# Any Signs of the Nikon D400



## timarp000 (Oct 1, 2012)

The title says it all...


----------



## Judobreaker (Oct 1, 2012)

As far as I know...: No.


----------



## shadowlands (Oct 1, 2012)

I know.... I hope they come out with one!!!
I don't really want the D600. The higher ISO performance would be nice, but other than that, I'd rather have something more like a D300s.
So yes, bring on a D400, please!!!!


----------



## Gervaisphoto (Oct 1, 2012)

The only hope I have is from Nikon Asia on twitter:

@gervaisphoto: @NikonUSA @NikonAsia @nikonnews Congratulation for the Nikon D600 ! Now can I expect an announcement for the Nikon D400 soon?

@NikonAsia: @gervaisphoto, thank you for your support for the D600, stay tuned with us for more news!


----------



## StandingBear1983 (Oct 2, 2012)

I'll go out on a limp by saying that were seeing a move to cheaper FF sensors and leaving behind slowly DX sensors...in a few years even the most cheap line of starter cameras will be FF...just like back in the day they had 35mm film FF in a compact camera.


----------



## Gervaisphoto (Oct 2, 2012)

Nikon D600 is fine for someone who wants to buy a first camera.
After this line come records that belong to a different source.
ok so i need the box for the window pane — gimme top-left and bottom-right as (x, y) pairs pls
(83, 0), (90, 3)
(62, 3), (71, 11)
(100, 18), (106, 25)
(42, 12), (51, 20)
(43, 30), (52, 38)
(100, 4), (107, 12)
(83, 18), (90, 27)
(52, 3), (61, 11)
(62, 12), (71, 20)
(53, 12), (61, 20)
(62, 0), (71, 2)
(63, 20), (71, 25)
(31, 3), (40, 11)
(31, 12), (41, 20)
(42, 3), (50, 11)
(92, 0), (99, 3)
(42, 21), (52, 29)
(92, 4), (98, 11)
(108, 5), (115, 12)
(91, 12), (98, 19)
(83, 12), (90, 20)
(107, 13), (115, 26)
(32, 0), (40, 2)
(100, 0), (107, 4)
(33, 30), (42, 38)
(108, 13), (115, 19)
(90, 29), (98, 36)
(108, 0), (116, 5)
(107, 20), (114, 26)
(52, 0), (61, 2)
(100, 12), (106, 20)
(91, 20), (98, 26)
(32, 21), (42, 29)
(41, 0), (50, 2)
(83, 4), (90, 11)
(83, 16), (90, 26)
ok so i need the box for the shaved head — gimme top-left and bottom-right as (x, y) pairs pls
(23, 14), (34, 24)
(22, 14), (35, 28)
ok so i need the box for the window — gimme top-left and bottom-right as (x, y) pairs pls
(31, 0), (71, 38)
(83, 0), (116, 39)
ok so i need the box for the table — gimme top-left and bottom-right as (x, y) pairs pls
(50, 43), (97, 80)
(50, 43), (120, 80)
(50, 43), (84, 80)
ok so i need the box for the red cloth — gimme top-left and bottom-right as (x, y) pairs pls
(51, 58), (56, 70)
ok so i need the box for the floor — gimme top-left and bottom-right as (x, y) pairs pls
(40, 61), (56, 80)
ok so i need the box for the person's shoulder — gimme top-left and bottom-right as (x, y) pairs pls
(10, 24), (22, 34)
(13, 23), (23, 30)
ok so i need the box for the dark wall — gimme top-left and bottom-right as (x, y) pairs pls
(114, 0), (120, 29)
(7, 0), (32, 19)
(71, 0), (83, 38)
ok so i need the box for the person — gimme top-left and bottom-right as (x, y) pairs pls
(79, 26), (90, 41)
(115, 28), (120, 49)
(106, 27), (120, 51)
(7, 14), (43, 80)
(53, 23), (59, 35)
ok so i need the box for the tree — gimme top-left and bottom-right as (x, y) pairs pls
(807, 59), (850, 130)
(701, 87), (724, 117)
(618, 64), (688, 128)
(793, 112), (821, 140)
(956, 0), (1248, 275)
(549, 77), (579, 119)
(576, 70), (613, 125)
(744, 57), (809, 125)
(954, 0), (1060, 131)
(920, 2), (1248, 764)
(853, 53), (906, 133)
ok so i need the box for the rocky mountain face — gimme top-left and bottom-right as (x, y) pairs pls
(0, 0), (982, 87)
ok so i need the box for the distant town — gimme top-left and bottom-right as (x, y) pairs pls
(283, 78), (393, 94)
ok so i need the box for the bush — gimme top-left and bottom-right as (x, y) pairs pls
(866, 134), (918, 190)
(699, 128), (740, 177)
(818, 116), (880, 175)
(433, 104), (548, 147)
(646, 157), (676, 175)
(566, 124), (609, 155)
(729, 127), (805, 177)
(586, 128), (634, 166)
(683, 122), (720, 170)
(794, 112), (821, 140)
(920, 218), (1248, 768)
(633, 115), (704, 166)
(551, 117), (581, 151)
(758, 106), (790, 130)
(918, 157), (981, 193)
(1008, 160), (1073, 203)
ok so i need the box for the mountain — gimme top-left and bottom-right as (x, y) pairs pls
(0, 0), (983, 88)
But when you invested thousands of dollars for a camera and lens back when it was negative film, then invest thousands of dollars again to go digital and buy dx lens, you do not want to buy new fx lens again. In a few years I will but let me enjoy my dx lens for a little more time


----------



## austriker (Oct 3, 2012)

I think its going to be tough to position a DSLR between a D600 and D800. Although it would be my dream camera.


----------



## mjhoward (Oct 3, 2012)

austriker said:


> I think its going to be tough to position a DSLR between a D600 and D800.



It's a good thing that's not what they're talking about.


----------



## Struxure (Oct 4, 2012)

Nikon rumor mentioned that there is still an announcement this year by Nikon. D4x .... D400 ???


----------



## StandingBear1983 (Oct 4, 2012)

This is the last camera for 2012 
Nikon 1 V2 mirrorless camera will be announced next | Nikon Rumors

something may come out on CES 2013...


----------



## johncam (Nov 2, 2012)

No signs


----------



## StandingBear1983 (Nov 2, 2012)

With the D600 that sorta took the place of the D400 in price range, they might turn the D7100 to the high end DX when it comes out...who knows...


----------



## TheLost (Nov 2, 2012)

The D5200 will be announced next week...  I would assume that will be the last Nikon camera released in 2012.

It's a safe bet to think the D400 or D7100 will be released in the spring (i doubt they would release them at the same time).  Going by Nikon's past history they'd probably release the more expensive D400 first. 

I still won't be surprised if Nikon just bumps the pro-level features on the D7100 and call's it good.


----------



## shadowlands (Nov 2, 2012)

Early part of 2013 we should see something, hopefully... either a D7100, D7200 or D400.
I want the D400. If the D7100 and D400 get blended into one I hope it's more like the D300/D400 in size, build, etc...


----------



## Solarflare (Nov 2, 2012)

Well, nikonrumors knows squat recently. Last rumor is from mid june. Oddly specific, but since then they kept total radio silence about this.

I guess a D400 >> D7100. But then again, maybe Nikon believes enthusiasts will move to FX anyway ?




shadowlands said:


> I don't really want the D600. The higher ISO performance would be nice, but other than that, I'd rather have something more like a D300s.


 I would like a best-of mix of the D600 and the D800E.  Maybe also a bit of the D4 scrambled in as well.




Gervaisphoto said:


> The only hope I have is from Nikon Asia on twitter:
> 
> @gervaisphoto: @NikonUSA @NikonAsia @nikonnews Congratulation for the Nikon D600 ! Now can I expect an announcement for the Nikon D400 soon?
> 
> @NikonAsia: @gervaisphoto, thank you for your support for the D600, stay tuned with us for more news!


 I cant see much hope there. In fact, not the faintest hint of encouragement on the specific topic of a D400.


----------



## StandingBear1983 (Nov 3, 2012)

is it possible that we are seeing a movement to a DX line only for consumers and the moving to FX in the advanced and pro levels? i think they might of ditched the D400 for the D600 as a replacement...


----------



## coastalconn (Nov 3, 2012)

I don't think so...  The d600 is no replacement for the mythical d400.  It lacks the build, AF system and speed...


----------